Charles Kingsley’s The Heroes; Or, Greek Fairy Tales for My Children (1856) retells the stories of Perseus, the Argonauts and Theseus for a mid-nineteenth century children’s audience. Borders in this work are mainly represented by geographical features which the heroes must pass in order to journey into mythical territory. Hope Mirrlees reinvents the geographical border in Lud-in-the-Mist (1926). She takes Kingsley’s description of the mountains that Theseus purifies before reaching Athens and of Perseus first leaping from a cliff using Mercury’s winged sandals, but withholds any knowledge of what exists on the other side of the border from the reader, creating a fantastical realm only known through the liminal area immediately before the fixed border.

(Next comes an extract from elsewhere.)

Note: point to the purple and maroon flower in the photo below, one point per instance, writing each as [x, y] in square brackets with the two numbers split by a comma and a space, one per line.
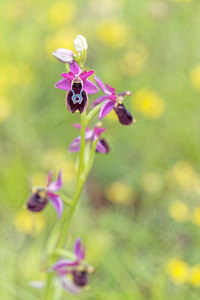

By contrast to natural boundaries, the man-made Hadrian’s Wall plays a central role in Rudyard Kipling’s Puck of Pook’s Hill (1906). The wall serves as a barrier between the Romans on the one side and the native European tribes on the other. Whenever Parnesius, the Roman narrator, crosses the wall, norms are subverted and he enters a world already othered by Puck’s intervention. Neil Gaiman’s Stardust (1998) combines the two traditions, interweaving Mirrlees’ imagery with the idea of the wall as a strict dividing line between reality and faery; he thus creates a new incarnation of Kipling’s Hadrian’s Wall. The concept of the boundary inspired by the ancient world continues to shape fantasy’s representation of transitional points.